As the day wore on, Eleri thought about the things she'd been reading up on since Donovan had discovered her family history. Pure American Witchcraft on her father's side. Her Grandmere's side brought Haitian rituals, Voodoo, and Hoodoo into her bloodline.
She'd begun to wonder if she, Frederick, and Grandmere were going to wind up in the backyard, around a completely wooden altar, with water, salt, wine, chickens, poppets, and no clothing. Eleri wasn't really sure she was ready to participate in that. She was grateful when the sun started to set. Frederick had sent her to change—not into her bare skin, but into “cotton and natural fiber clothing only,” he said.
She'd wound up checking tags and looking for stray pieces of metal, like zippers and buttons and snaps. When at last she'd found two pieces that worked, she was dressed in red and brown. She looked reasonably ready for an afternoon strolling through New Orleans, but not for a powerful spell. Also, she was grateful that Grandmere did not plan to hold this ritual in the yard. She had cleared off the coffee table, pulling it to the center of the living room.
"Does it have no metal?" Eleri asked, thinking of the witchcraft reading she'd done.
"No metal." Grandmere smiled at her. "I see you've been reading up, little girl."

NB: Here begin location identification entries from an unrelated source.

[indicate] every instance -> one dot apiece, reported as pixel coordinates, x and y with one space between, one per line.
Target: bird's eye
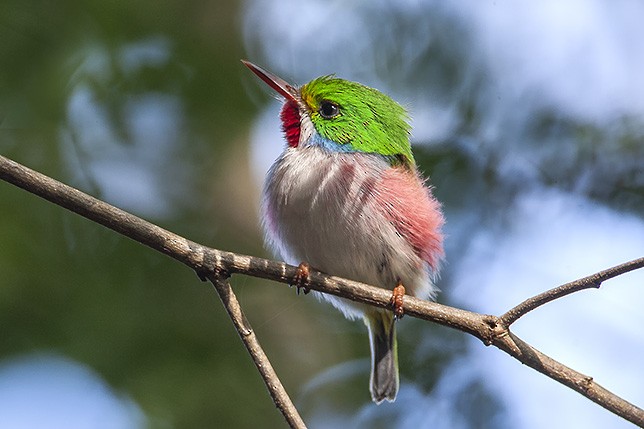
329 110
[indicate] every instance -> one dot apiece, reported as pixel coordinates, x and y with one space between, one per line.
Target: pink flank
414 212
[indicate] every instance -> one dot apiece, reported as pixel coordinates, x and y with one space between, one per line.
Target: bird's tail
384 356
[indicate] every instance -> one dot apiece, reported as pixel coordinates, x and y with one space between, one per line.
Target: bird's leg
301 279
397 300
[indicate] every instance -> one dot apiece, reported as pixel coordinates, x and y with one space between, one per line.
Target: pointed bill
284 88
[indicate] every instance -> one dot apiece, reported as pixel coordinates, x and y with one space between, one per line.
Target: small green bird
346 197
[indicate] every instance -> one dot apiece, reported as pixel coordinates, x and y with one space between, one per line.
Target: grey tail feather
384 356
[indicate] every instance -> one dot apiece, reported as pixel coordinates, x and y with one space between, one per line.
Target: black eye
329 110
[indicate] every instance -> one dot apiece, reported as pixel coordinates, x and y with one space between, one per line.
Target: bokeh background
529 119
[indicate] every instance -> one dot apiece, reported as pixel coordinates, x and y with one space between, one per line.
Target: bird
346 198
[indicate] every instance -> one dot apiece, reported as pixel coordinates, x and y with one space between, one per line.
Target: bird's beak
284 88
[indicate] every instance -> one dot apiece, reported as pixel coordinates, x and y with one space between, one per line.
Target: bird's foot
397 300
301 279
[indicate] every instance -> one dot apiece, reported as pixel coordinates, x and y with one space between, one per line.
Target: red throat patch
290 117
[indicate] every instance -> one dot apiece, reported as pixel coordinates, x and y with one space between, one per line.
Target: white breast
318 207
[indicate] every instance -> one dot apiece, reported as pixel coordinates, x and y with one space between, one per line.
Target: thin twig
209 262
592 281
275 388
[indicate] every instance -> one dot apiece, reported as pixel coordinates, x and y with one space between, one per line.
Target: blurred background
529 120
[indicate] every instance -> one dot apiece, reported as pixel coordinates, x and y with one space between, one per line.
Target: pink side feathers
414 212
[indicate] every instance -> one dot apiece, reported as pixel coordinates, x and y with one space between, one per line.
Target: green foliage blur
67 286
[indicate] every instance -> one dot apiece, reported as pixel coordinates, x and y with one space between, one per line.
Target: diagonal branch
275 388
592 281
214 264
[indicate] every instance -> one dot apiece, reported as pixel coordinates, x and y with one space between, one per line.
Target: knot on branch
497 330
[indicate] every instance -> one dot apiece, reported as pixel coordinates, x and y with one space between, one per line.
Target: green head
342 116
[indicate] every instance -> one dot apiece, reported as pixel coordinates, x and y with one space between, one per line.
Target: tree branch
213 264
592 281
275 388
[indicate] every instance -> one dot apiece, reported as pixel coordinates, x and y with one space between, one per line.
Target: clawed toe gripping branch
216 266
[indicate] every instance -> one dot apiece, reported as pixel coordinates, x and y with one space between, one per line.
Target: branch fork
217 266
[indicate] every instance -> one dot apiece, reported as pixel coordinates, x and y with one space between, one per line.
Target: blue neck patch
317 140
331 146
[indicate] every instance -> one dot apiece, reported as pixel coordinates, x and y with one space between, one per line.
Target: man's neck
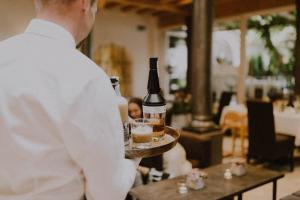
61 22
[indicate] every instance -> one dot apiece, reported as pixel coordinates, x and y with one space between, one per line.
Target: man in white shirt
60 128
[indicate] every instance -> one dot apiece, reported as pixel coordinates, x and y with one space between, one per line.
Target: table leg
274 189
240 196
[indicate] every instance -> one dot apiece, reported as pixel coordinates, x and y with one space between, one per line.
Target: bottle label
154 109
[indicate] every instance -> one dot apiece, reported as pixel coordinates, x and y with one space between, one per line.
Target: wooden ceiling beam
110 5
154 6
128 8
144 11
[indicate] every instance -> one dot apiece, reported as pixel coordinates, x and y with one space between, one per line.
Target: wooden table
216 186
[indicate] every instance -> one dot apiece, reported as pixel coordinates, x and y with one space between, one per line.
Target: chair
202 150
224 101
237 123
264 144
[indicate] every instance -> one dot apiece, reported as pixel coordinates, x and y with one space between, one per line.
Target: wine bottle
123 107
154 104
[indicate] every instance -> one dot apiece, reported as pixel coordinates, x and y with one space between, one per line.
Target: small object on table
238 168
182 187
227 174
195 179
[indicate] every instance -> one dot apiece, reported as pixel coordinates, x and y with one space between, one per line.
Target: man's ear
85 5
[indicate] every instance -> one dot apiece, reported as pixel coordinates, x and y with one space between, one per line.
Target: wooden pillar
297 51
241 87
188 23
201 59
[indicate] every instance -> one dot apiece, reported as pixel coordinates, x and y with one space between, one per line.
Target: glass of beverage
141 133
158 125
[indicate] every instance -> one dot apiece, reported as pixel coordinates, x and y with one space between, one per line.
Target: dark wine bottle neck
153 82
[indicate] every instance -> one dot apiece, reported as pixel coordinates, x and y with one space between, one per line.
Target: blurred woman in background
135 108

Eleri grinned. Then, things turned serious. Frederick had barely said two words to her, other than, "Hello cousin," offering her a hug and commenting how far she'd come. Eleri hadn't been sure how to interpret that, so she’d simply ignored it.
Pieces for the spellwork were laid out on the table—poppets, bowls of water and salt, and knives. Donovan had been banished to the back room. Eleri found herself grateful he wasn’t there to witness. Embarrassment was not the right emotion for a spell.
"Not to be rude," Grandmere started. Eleri almost laughed. When had Grandmere ever been concerned with such things? "But Eleri, my dear, you are our weakest link."
Eleri only nodded. It was the truth, no rudeness required.
Grandmere looked at her. "What prayers or spells do you know?"
Eleri shrugged. "I only know the one you taught us as kids, the one to Aida Weddo."
"Then you lead us in that," Grandmere said.
Looking to both of them to see what to do, Eleri watched as Grandmere took her hand and then Frederick's, and Eleri reached out to Frederick. Then she started speaking the one chant she knew.
"Bon Dieu, keep me safe. Bind me from trouble." The other voices joined in with hers at the first syllable. "Aida Weddo, protect me from this forest I walk."